The monsoons result from the contrasts between low and high air pressure areas that result from differential heating of land and water. During the hot months of April and May hot air rises over the Indian subcontinent, creating low-pressure areas into which rush cooler, moisture-bearing winds from the Indian Ocean. This is the southwest monsoon, commencing in June and usually lasting through September. Dividing against the Indian landmass, the monsoon flows in two branches, one of which strikes western India. The other travels up the Bay of Bengal and over eastern India and Bangladesh, crossing the plain to the north and northeast before being turned to the west and northwest by the foothills of the Himalayas.
Natural calamities, such as floods, tropical cyclones, tornadoes, and tidal bores—destructive waves or floods caused by flood tides rushing up estuaries — ravage the country, particularly the coastal belt, almost every year. Between 1947 and 1988, thirteen severe cyclones hit Bangladesh, causing enormous loss of life and property. In May 1985, for example, a severe cyclonic storm packing 154 kilorneter-per-hour winds and waves 4 meters high swept into southeastern and southern Bangladesh, killing more than 11,000 persons, damaging more than 94,000 houses, killing some 135,000 head of livestock, and damaging nearly 400 kilometers of critically needed embankments. Annual monsoon flooding results in the loss of human life, damage to property and communication systems, and a shortage of drinking water, which leads to the spread of disease.
For example, in 1988 two-thirds of Bangladesh's sixty-four districts experienced extensive flood damage in the wake of unusually heavy rains that flooded the river systems. Millions were left homeless and without potable water. Half of Dhaka, including the runways at the Zia International Airport—an important transit point for disaster relief supplies—was flooded. About 2 million tons of crops were reported destroyed, and relief work was rendered even more challenging than usual because the flood made transportation of any kind exceedingly difficult.

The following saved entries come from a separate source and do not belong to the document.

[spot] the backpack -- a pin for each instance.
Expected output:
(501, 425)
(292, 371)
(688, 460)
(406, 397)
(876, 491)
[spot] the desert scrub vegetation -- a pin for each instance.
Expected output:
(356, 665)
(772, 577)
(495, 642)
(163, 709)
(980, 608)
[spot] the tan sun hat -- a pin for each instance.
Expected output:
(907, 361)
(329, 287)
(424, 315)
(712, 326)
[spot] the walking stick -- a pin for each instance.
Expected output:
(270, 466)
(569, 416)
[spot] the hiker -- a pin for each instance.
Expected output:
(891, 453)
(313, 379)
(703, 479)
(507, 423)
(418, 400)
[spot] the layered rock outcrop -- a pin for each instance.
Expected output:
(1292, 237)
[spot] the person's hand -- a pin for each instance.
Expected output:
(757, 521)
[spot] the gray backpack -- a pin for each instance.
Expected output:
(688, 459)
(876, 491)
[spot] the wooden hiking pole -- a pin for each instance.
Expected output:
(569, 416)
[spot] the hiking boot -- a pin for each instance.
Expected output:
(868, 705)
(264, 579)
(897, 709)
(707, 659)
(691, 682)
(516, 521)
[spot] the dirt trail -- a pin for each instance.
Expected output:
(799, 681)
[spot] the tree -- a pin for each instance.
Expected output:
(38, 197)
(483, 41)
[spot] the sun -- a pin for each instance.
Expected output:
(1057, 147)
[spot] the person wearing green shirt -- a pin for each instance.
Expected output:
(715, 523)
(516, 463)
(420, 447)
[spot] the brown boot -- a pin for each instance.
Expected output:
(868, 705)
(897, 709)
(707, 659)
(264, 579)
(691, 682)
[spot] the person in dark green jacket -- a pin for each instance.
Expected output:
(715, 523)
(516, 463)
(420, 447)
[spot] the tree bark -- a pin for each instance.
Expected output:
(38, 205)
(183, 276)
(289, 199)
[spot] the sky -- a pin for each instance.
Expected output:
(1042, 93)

There were few precautions against cyclones and tidal bores except giving advance warning and providing safe public buildings where people may take shelter. Adequate infrastructure and air transport facilities that would ease the sufferings of the affected people had not been established by the late 1980s. Efforts by the government under the Third Five-Year Plan (1985-90) were directed toward accurate and timely forecast capability through agrometeorology, marine meteorology, oceanography, hydrometeorology, and seismology.